Issue: Email was being sent to a remote email environment and communication was lost between the environments.

Resolution: When communication between the environments was restored, notification began to function again. Closed the alert, as it did not recur after communication was re-established.

Alert: Failed to send notification using server/device

Issue: Notification in OpsMgr was configured for a single SMTP server. When this server was offline, these alerts occurred (logically).

Resolution: Defined additional SMTP servers to provide failover in case of loss of primary SMTP server system. Used the Alert Forwarding MP to validate connectivity to the connectivity to each SMTP server (discussed at http://cameronfuller.spaces.live.com/blog/cns!A231E4EB0417CB76!1737.entry).

Alert: Failed to send notification using server/device.

Issue: Blocked on Exchange 2007 http://msexchangeteam.com/archive/2006/12/28/432013.aspx. The box that was being pointed to did not respond on port 25 as the system was a mailbox server, not a client access server. Notification failed later due to security issues from an anonymous connection (the default configuration).

Resolution: Re-configured OpsMgr to use the client access server that did respond on port 25. Configured the notification to use Windows Integrated authentication. Configured a Run As Account and configured the Run As Profile for the Notification Account for the management server to use the account which was created.

Alert: Failed to send notification using server/device

Issue: The RMS lost communication with the various SMTP servers that were defined. Once the network communication was back online, notifications were able to be sent.

Resolution: Lowered the priority of this alert to warning, as there is a critical for the alert “Failed to send notification” which appears to occur when not all SMTP servers can be communicated with.

Alert: Health service heartbeat failure

Issue: The OpsMgr health service on the agent was stopped. Another potential cause is if the OpsMgr health service on the agent was running but unable to communicate with the OpsMgr management server.

Resolution: Restarted the OpsMgr agent with Computer Management through the Actions pane. For the unable to communicate issue, the server was running a security application that restricted network traffic and blocked the network traffic from the server to the OpsMgr management server via port 5723.

Alert: OleDB: Results Error

Issue: Network communication between the RMS and the Operations Manager database was interrupted. The alert rule which generates this critical alert is the OleDbProbe: Results Error”
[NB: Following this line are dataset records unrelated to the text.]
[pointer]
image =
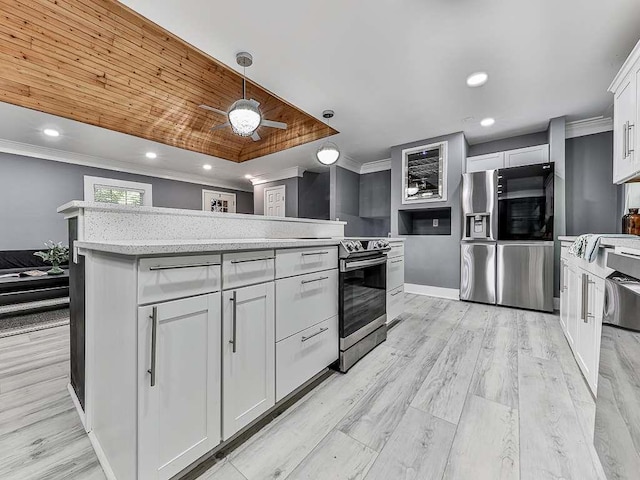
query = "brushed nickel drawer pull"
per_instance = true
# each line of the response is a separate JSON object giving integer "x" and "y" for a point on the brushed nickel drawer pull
{"x": 322, "y": 330}
{"x": 252, "y": 260}
{"x": 186, "y": 265}
{"x": 319, "y": 279}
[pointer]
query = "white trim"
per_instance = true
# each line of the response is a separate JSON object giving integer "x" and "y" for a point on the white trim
{"x": 284, "y": 198}
{"x": 440, "y": 292}
{"x": 588, "y": 126}
{"x": 45, "y": 153}
{"x": 91, "y": 182}
{"x": 445, "y": 167}
{"x": 281, "y": 175}
{"x": 76, "y": 403}
{"x": 625, "y": 69}
{"x": 230, "y": 194}
{"x": 349, "y": 164}
{"x": 376, "y": 166}
{"x": 102, "y": 458}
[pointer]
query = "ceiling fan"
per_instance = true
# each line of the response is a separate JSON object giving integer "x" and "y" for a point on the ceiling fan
{"x": 244, "y": 116}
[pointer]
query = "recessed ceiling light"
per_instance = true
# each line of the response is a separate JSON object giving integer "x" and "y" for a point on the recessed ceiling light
{"x": 50, "y": 132}
{"x": 477, "y": 79}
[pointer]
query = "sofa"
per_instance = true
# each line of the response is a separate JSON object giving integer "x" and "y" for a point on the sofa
{"x": 15, "y": 290}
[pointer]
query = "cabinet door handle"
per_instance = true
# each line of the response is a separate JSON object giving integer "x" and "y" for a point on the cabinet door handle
{"x": 322, "y": 330}
{"x": 319, "y": 279}
{"x": 251, "y": 260}
{"x": 190, "y": 265}
{"x": 234, "y": 312}
{"x": 154, "y": 336}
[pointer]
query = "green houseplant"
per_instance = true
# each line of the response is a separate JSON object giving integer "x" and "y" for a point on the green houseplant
{"x": 55, "y": 254}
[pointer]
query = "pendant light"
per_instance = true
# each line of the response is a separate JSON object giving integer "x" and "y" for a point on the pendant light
{"x": 328, "y": 153}
{"x": 244, "y": 116}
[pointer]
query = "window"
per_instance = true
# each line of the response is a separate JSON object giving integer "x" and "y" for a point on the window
{"x": 121, "y": 192}
{"x": 213, "y": 201}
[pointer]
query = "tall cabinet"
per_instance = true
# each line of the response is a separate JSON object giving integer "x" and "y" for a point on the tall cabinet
{"x": 626, "y": 91}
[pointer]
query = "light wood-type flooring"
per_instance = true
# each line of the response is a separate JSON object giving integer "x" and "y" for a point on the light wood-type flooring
{"x": 458, "y": 391}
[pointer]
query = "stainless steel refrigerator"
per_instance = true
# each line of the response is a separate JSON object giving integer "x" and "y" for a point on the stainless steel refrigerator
{"x": 507, "y": 245}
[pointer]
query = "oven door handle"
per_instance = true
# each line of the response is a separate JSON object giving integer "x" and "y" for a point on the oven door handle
{"x": 354, "y": 265}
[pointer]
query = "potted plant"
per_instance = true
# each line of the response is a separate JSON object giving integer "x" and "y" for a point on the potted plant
{"x": 55, "y": 255}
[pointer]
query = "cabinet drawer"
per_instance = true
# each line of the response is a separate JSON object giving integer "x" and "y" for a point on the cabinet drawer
{"x": 247, "y": 268}
{"x": 395, "y": 303}
{"x": 395, "y": 273}
{"x": 397, "y": 250}
{"x": 168, "y": 278}
{"x": 297, "y": 261}
{"x": 305, "y": 300}
{"x": 301, "y": 356}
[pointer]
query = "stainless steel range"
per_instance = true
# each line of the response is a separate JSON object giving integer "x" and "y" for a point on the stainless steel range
{"x": 362, "y": 297}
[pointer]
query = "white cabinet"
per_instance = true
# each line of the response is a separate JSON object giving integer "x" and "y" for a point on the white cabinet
{"x": 481, "y": 163}
{"x": 248, "y": 361}
{"x": 178, "y": 384}
{"x": 626, "y": 91}
{"x": 526, "y": 156}
{"x": 510, "y": 158}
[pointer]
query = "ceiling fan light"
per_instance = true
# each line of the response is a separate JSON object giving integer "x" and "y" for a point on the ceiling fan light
{"x": 328, "y": 153}
{"x": 244, "y": 118}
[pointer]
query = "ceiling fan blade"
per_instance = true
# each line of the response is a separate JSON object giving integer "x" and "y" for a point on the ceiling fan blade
{"x": 272, "y": 124}
{"x": 218, "y": 127}
{"x": 207, "y": 107}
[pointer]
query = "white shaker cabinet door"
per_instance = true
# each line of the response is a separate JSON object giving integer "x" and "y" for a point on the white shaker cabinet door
{"x": 248, "y": 362}
{"x": 179, "y": 384}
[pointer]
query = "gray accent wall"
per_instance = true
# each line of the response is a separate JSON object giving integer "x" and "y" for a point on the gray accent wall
{"x": 290, "y": 196}
{"x": 432, "y": 260}
{"x": 511, "y": 143}
{"x": 31, "y": 189}
{"x": 592, "y": 200}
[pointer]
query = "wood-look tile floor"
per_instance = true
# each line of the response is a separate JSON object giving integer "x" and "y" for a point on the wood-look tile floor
{"x": 458, "y": 391}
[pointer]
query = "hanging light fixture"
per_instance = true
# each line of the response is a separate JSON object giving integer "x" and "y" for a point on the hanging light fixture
{"x": 328, "y": 153}
{"x": 244, "y": 115}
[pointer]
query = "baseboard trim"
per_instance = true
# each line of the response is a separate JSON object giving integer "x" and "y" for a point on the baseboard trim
{"x": 449, "y": 293}
{"x": 102, "y": 458}
{"x": 76, "y": 403}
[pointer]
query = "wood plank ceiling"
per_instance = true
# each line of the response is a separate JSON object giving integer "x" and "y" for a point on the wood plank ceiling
{"x": 99, "y": 62}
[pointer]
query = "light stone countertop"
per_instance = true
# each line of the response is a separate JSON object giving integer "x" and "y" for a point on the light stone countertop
{"x": 610, "y": 242}
{"x": 170, "y": 247}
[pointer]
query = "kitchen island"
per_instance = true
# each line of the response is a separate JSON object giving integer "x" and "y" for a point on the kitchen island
{"x": 194, "y": 326}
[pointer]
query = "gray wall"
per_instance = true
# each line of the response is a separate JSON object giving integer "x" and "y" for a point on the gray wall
{"x": 432, "y": 260}
{"x": 313, "y": 195}
{"x": 290, "y": 196}
{"x": 31, "y": 190}
{"x": 512, "y": 143}
{"x": 592, "y": 200}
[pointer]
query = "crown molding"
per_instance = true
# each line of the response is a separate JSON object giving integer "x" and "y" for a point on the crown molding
{"x": 281, "y": 175}
{"x": 376, "y": 166}
{"x": 349, "y": 164}
{"x": 46, "y": 153}
{"x": 588, "y": 126}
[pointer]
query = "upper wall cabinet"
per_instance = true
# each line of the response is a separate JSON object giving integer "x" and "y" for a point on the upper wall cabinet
{"x": 510, "y": 158}
{"x": 626, "y": 88}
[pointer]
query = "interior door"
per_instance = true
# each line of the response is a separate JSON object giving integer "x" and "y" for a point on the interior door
{"x": 274, "y": 201}
{"x": 179, "y": 384}
{"x": 248, "y": 363}
{"x": 478, "y": 272}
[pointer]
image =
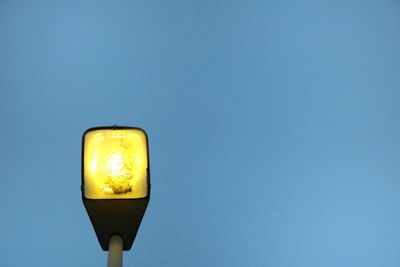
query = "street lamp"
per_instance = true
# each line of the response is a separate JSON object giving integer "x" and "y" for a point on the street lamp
{"x": 115, "y": 185}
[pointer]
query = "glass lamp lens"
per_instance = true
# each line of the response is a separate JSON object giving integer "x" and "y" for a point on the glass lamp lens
{"x": 115, "y": 164}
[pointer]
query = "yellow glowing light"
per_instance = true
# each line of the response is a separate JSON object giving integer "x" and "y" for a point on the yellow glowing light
{"x": 115, "y": 163}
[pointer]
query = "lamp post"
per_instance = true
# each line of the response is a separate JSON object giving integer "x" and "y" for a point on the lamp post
{"x": 115, "y": 185}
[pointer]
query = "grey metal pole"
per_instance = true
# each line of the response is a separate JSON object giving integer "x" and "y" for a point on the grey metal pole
{"x": 115, "y": 247}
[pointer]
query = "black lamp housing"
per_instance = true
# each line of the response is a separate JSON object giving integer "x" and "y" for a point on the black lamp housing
{"x": 115, "y": 216}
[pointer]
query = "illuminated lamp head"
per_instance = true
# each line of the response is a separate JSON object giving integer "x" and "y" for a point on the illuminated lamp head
{"x": 115, "y": 181}
{"x": 115, "y": 163}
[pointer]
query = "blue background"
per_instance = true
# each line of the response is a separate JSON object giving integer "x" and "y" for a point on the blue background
{"x": 273, "y": 125}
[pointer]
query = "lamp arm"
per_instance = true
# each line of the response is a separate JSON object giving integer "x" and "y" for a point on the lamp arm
{"x": 115, "y": 247}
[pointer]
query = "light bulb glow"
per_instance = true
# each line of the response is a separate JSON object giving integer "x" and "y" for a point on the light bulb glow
{"x": 115, "y": 164}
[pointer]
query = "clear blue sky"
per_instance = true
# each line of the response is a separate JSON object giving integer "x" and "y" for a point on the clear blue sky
{"x": 273, "y": 126}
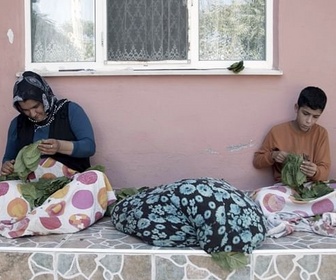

A good discussion on these types of alerts is available at http://blogs.technet.com/jonathanalmquist/archive/2008/07/29/oledb-results-error.aspx.

Resolution: In this case, once network connectivity was re-established between the RMS and OpsMgr database the alert was no longer relevant and was manually closed. Created an override to disable this alert for the RMS that was reporting these occasionally per the link listed in the issue section of this alert.

Alert: Ops DB Free Space Low

Issue: The Operations Database for OpsMgr 2007 has less than 40% free space available.

Resolution: OperationsManager database was not large enough to provide seven day (default) retention for the number of agents being monitored. Increased the size of the database using the SQL Server Management Studio (install it on the system running the OpsMgr console for ease of use). Connect to the server running the OpsMgr Operational database (shown in the alert), open the server/databases, right-click on the OperationsManager database (default name) and click Properties. Click on the Files tab, change the MOM_DATA size to the new size and click OK. You can validate the change in size occurred by going back to the properties of the database. The alert will resolve itself in Operations Manager in approximately 15 minutes if enough free space is available, as this monitor is defined to a 900-second frequency.

Alert: Recipient address is not valid.

Issue: Recipient address is not valid for notification. Email was sent to remote email environment and communication was lost between the environments.

Resolution: When communication between the environments was restored, notification began to function again. Closed the alert as it did not recur once communication was re-established.

Alert: Root Management Server Unavailable.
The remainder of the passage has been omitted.